The endorsement of Abdul Rahoof Ibrahimi clears the way for the assembly -- a disparate collection of 249 individual lawmakers rather than coherent political parties -- to begin legislating five months after a parliamentary vote.
But parliament is struggling with the fallout from an election in September that was marred by fraud and prompted a court challenge backed by President Hamid Karzai that threatens dozens of sitting MPs.
The political battle is undermining the West’s efforts to foster good governance as it starts handing over control of security to Afghan forces and withdrawing many of the 150,000 NATO-led troops by 2014.
Ibrahimi, a little-known politician who is reported to have supported Karzai’s re-election in 2009, is a member of Afghanistan’s Uzbek minority and fought with the insurgent group Hizb-ul-Islami Gulbuddin (HiG) against the Soviet occupation of Afghanistan in the 1980s.
HiG is now part of a Taliban-led insurgency against NATO-led troops and Afghan security forces.
Ibrahimi represents the northern province of Kunduz, which has become more violent over the past two years.
Karzai’s office issued a statement commending the choice of Ibrahimi as “worthy and right.”
His election resolves the most immediate impasse, but parliament continues to face “internal problems and external manipulation,” said Fabrizio Foschini of the Afghanistan Analysts Network research group.
Since convening on January 26, parliament has squabbled over two main candidates -- Younus Qanuni, a Tajik affiliated with the loose opposition bloc around failed presidential challenger Abdullah Abdullah, and former mujahideen warlord Abdul Rabb Rasoul Sayyaf, who, like Karzai, is a member of Afghanistan’s largest ethnic group, the Pashtuns.
The September 18 election trimmed the Pashtun representation and yielded a more vocal opposition bloc.

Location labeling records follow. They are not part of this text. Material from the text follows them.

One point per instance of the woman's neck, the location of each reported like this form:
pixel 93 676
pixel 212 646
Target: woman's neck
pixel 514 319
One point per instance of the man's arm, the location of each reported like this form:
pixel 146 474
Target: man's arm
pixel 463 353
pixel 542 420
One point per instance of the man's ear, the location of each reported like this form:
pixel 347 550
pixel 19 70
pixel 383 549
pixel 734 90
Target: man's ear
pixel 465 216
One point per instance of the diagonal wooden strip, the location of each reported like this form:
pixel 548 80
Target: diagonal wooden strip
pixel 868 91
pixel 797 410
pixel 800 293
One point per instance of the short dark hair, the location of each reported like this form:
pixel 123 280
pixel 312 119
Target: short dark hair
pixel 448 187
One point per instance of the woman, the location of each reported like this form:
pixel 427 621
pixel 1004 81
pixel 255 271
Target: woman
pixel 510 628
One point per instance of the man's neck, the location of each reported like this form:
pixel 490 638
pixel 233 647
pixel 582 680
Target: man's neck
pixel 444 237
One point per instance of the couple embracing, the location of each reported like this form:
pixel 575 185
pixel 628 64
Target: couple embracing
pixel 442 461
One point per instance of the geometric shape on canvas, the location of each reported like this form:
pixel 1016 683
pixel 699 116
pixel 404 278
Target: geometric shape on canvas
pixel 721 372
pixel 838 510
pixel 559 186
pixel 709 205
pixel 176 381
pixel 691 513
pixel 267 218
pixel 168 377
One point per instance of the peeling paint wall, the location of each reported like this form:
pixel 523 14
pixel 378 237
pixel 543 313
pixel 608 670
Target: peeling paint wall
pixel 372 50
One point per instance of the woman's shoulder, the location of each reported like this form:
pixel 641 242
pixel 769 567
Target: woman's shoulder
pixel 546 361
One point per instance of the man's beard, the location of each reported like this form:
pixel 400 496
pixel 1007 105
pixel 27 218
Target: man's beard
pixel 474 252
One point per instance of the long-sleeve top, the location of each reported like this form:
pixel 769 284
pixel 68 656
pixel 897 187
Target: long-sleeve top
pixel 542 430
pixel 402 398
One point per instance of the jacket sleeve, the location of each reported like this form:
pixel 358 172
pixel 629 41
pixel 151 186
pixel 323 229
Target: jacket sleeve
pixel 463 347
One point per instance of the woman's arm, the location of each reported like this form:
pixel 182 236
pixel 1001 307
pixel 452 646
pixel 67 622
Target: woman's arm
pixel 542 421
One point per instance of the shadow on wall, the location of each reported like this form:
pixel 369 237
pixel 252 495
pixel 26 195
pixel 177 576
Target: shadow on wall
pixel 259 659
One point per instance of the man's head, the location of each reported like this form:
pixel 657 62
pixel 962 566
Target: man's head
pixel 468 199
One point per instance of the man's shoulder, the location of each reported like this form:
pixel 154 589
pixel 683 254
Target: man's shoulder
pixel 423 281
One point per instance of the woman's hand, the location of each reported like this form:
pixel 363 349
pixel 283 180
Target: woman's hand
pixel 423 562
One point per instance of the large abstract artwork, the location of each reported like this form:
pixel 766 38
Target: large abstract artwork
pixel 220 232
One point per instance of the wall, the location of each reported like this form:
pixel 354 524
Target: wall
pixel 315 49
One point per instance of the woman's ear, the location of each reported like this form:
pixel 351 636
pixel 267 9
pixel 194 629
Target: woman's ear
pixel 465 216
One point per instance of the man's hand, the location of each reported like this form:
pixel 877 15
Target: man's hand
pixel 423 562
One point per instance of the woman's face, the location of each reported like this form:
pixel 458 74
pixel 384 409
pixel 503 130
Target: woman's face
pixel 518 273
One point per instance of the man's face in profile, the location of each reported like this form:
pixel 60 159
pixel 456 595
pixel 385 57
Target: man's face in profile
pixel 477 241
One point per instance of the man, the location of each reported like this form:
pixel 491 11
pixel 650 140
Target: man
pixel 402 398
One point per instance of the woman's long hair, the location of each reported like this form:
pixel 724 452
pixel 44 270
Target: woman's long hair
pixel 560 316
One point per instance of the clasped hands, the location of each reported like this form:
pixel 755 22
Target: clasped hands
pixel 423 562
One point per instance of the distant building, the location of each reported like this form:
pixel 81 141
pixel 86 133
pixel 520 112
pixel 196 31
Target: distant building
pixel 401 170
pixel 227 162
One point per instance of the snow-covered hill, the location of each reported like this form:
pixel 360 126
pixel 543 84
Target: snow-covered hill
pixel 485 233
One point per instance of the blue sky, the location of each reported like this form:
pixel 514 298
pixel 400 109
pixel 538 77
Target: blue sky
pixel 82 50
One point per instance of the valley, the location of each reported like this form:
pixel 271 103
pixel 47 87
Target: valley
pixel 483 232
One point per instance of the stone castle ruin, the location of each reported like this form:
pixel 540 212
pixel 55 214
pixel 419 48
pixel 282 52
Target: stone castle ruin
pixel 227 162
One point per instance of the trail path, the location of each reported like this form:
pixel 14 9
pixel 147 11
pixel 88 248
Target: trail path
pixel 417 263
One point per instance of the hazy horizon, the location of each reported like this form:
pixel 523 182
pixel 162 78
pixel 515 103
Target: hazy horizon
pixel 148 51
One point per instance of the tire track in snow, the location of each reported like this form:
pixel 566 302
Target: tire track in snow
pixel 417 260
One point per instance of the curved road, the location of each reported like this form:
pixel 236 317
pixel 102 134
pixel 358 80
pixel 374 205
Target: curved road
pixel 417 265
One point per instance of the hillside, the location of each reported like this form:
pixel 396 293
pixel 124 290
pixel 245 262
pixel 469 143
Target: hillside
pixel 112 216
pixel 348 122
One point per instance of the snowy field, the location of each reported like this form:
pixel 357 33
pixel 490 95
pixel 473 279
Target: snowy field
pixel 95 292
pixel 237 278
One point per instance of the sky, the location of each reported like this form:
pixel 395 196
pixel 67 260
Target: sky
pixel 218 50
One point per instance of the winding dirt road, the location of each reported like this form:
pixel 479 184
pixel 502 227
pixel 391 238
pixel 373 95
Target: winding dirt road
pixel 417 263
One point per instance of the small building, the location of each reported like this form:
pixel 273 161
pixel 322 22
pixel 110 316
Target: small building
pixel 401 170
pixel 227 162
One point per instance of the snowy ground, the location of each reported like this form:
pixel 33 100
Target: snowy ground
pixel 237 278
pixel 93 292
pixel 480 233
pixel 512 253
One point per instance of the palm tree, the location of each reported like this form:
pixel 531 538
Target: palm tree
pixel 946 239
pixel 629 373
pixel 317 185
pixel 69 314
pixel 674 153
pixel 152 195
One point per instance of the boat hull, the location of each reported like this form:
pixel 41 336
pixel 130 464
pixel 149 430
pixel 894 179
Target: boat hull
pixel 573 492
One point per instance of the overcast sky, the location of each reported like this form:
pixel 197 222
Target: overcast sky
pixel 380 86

But the president’s powers under the constitution are extensive, and Karzai has shown he will ignore the assembly and rule by decree.
A special court probe, initiated by Karzai to address reports of widespread vote-rigging, hangs over dozens of lawmakers, raising doubts over their readiness to challenge the president.
The court last week began recounting votes in several provinces, after the attorney general’s office seized ballot boxes from the Independent Election Commission earlier this month and threatened IEC officials with arrest.